The comedian's first tour was especially momentous -- the hotel room where he stayed during that trip was bombed. The danger didn't deter him, however, from continuing to work with the USO; he's performed for troops nearly every year since. He asserted, "If you can get a joke to penetrate a helmet, or a bulletproof vest, and the punch line to stay in somebody's mind when they're going through all that, and make them laugh, and forget about their predicament, even for a few seconds, to me it's a good achievement for a comedian."
Ross added that his chosen profession especially motivates him to entertain the troops. "I talk smack for a living… and these men and women protect my right of free speech…. So I keep going back because it's the little bit I can do for the people who sacrifice so much."
While the entertainment tours are a significant part of how USO brings the arts to troops, they are not the only way. The USO2GO program, which sends care packages of toiletries, DVD players, and other comfort items to remote outposts, also provides electronic keyboards and acoustic guitars. In fact, according to Gibson, musical instruments are a common sight in USO centers. "I couldn't tell you the last time I walked into a USO center and didn't see a couple of acoustic guitars sitting over on the side…. In some places we've actually created rooms that we've soundproofed. We've got them equipped with amps and all that kind of stuff so it becomes a place where they can actually go in and jam some."

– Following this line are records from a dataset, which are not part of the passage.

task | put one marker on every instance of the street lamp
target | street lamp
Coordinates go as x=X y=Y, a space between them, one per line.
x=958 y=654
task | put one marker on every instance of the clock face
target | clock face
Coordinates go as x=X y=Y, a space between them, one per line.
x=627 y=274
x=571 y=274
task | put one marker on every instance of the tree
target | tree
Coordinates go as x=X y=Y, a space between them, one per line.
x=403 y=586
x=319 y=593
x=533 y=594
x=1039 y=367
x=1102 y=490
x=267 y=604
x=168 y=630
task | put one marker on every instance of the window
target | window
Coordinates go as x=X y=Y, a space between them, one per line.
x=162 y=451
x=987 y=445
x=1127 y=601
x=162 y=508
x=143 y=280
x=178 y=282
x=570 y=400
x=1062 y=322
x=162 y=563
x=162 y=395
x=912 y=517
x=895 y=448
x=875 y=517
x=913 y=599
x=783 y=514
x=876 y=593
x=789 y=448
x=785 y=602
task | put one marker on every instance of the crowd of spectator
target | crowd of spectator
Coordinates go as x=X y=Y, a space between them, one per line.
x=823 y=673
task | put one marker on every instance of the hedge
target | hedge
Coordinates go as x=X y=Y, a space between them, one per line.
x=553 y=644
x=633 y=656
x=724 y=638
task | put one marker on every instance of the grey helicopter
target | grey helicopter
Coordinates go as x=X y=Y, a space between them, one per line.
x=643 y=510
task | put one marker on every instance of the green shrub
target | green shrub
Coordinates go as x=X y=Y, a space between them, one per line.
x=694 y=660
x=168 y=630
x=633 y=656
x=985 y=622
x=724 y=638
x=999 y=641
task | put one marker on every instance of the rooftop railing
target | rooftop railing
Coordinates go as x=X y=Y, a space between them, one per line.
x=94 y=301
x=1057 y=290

The USO is also studying how to incorporate the arts into its Warrior and Family Care program, which provides support to wounded, ill, and injured troops, their families, and their caregivers. Gibson explained that the goal is to have music and the arts incorporated into each of the new state-of-the art centers it's building at Fort Belvoir, Virginia, and the Walter Reed National Military Medical Center in Bethesda, Maryland. He stressed, "I'm not talking about celebrities here. I'm talking instead about using music and the arts as therapy for those who have traumatic brain injury or post-traumatic stress."

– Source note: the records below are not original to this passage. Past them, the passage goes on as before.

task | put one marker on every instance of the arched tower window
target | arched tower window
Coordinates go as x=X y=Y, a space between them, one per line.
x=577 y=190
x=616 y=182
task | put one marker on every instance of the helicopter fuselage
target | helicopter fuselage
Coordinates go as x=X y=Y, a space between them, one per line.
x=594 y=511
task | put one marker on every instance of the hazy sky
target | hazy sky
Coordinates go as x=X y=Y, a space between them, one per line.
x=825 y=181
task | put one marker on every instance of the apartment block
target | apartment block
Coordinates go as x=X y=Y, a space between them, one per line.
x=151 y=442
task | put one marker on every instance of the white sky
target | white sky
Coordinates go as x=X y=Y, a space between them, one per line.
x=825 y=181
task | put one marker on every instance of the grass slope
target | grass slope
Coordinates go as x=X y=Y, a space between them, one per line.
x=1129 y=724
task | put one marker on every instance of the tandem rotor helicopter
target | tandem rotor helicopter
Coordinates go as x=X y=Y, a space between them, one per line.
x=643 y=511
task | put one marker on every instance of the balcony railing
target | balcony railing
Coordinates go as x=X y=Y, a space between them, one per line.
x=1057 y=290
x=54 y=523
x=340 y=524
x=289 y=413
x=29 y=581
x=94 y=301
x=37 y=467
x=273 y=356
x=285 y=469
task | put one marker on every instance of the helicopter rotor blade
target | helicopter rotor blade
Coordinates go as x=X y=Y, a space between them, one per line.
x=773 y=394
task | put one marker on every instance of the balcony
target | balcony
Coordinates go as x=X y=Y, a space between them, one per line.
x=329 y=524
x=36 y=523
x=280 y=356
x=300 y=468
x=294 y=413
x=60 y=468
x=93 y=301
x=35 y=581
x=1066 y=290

The USO is also keenly aware of the emotional toll of deployment on military families, especially as multiple deployments have become the norm. To that end, they have drafted Elmo, Cookie Monster, and a host of other Sesame Street characters for a production targeted to military youngsters. The USO initially partnered with Sesame Street Workshop (SSW) on a series of resource kits aimed at helping children deal with issues particular to military families, such as constant relocations and injured family members. SSW wanted to do more, however, and the Sesame Street/USO Experience for Military Families tour was born in 2008. To date, the Muppets -- including Katie, a new Muppet who is the child of a military family -- have performed at more than 130 military bases in the U.S. and abroad to an audience of more than 290,000 troops and their families. According to Tischler, the overwhelming response from moms and dads has been, "Wow, this really gives us a familiar and easy way to talk to our kids."

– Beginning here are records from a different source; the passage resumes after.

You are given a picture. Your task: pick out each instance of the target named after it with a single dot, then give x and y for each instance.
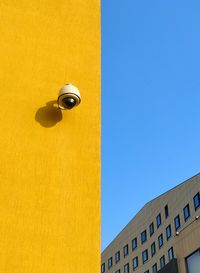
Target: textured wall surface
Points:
(49, 161)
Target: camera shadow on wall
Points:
(49, 115)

Even as the USO continues to adapt to the changing needs of U.S. military personnel, the arts remain a lynchpin of their strategy for the simple reason that when it comes to its mission, the arts work. As Tischler commented, "You know how when you're in your car and a song comes on that you love, and you're singing at the top of your lungs and bouncing your head along to it, and having the time of your life? That's what we bring to people… at the times that they may need it most."